Research

Integrated Circuits – also known as ”chips” -  are at the heart of the rapid developments in electronics. Without chips, the modern world would simply be impossible. Applications like (wireline and wireless) communications, sensing, self-driving cars, artificial intelligence, and in fact the whole internet, are fueled by chips! This field has become of extremely high societal, industrial, and geopolitical importance.   While signal processing and computing are done in the digital domain, the interface with the natural world and the physical implementation of circuits is all analog by nature. The University of Twente has one of the few leading groups in the world in this exciting analog (and Radio Frequency) domain.
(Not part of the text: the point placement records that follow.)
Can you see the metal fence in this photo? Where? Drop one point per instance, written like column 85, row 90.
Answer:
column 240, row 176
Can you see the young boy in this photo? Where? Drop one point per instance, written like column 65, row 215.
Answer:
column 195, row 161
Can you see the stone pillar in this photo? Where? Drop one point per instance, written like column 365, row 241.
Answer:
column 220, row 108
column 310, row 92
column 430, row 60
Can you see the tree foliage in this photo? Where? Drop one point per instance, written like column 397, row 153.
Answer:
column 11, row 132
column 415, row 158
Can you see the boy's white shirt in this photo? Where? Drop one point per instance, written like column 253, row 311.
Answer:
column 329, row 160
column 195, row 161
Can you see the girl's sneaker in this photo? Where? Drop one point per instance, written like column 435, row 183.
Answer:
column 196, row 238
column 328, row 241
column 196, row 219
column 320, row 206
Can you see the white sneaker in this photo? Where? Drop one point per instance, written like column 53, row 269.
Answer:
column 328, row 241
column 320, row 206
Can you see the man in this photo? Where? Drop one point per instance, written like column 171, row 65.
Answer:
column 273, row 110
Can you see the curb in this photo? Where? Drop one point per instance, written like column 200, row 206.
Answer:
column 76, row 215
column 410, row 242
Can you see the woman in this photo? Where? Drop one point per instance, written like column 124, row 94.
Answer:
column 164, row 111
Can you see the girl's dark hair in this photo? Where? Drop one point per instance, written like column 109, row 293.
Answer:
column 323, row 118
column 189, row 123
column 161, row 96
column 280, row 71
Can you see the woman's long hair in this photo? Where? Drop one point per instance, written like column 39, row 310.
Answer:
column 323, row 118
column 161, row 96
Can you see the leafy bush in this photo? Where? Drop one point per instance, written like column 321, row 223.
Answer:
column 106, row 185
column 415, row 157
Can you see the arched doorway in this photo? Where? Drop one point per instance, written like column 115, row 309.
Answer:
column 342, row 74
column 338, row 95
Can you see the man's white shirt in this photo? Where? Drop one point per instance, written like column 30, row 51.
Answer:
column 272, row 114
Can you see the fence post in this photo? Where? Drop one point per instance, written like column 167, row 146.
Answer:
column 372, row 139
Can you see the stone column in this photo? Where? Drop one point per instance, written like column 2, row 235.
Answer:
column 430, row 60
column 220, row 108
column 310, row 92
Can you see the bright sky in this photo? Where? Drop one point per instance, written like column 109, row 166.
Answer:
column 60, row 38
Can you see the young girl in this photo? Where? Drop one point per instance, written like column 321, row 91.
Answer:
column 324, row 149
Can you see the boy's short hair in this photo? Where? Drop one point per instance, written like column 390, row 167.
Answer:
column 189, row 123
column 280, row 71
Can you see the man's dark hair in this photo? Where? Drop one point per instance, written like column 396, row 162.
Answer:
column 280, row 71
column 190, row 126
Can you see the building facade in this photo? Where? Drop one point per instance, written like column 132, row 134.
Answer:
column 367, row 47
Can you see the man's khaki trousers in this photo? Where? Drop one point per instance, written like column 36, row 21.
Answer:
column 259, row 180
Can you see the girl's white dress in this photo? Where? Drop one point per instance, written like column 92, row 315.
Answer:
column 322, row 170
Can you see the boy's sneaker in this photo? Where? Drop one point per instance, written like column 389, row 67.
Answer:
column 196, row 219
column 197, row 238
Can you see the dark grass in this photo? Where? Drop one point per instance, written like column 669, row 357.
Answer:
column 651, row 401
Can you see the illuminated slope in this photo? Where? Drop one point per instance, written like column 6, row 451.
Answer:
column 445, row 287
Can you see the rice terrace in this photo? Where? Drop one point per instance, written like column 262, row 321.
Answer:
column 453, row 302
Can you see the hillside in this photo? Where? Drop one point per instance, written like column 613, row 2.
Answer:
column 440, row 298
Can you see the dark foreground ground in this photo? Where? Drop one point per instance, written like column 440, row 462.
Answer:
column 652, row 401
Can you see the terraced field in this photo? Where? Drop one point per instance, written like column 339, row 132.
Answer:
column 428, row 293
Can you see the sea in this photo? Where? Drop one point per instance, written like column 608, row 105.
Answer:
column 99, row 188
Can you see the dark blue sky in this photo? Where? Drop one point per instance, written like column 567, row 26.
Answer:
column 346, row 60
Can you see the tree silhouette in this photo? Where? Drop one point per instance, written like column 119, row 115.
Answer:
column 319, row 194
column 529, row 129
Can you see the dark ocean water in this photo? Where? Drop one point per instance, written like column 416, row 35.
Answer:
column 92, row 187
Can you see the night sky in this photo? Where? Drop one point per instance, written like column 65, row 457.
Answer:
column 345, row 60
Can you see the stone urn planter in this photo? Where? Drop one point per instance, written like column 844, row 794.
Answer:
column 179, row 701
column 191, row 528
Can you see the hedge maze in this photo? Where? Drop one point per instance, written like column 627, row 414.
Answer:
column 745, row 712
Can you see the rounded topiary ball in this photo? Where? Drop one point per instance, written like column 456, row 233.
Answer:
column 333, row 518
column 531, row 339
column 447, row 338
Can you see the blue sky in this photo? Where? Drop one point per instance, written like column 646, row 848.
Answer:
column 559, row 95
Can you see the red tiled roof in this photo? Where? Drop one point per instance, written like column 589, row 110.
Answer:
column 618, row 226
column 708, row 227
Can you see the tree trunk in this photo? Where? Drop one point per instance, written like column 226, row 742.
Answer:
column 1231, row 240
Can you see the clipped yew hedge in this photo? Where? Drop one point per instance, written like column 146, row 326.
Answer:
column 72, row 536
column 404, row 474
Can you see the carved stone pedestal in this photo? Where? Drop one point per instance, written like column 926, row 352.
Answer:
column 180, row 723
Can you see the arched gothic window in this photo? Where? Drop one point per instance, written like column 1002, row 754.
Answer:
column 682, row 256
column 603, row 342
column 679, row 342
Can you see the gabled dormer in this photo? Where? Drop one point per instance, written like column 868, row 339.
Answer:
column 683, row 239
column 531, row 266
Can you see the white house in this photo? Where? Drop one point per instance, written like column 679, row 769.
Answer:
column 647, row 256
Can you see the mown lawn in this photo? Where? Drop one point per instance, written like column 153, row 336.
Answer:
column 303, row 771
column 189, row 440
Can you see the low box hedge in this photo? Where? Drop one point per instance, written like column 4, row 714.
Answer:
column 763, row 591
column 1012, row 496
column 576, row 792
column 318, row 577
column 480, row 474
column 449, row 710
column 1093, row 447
In the Integrated Circuit Design group (ICD-group) we do research on analog and radio frequency integrated circuits in CMOS technology. This includes transmitters and receivers for wireless and wireline communication and radar systems, but also analog to digital and digital to analog converters, timing circuits, power stages, and precise references. With the help of MSc and Ph.D. students, we advance this field with fundamental solutions for practical problems. The transfer of our results to the industry is high and many of our inventions are now in your smartphone or other devices!

Publications

Research Topics

Research group & facilities

The ICD group has a firm research tradition in bipolar and CMOS circuits, and published many papers on transconductors, ADC's, LNA's, filters, mixers and power amplifiers. Due to many contacts and research contracts with industry, and the part-time position of some members in industry, the industrial relevance of the research program and the knowledge transfer is high.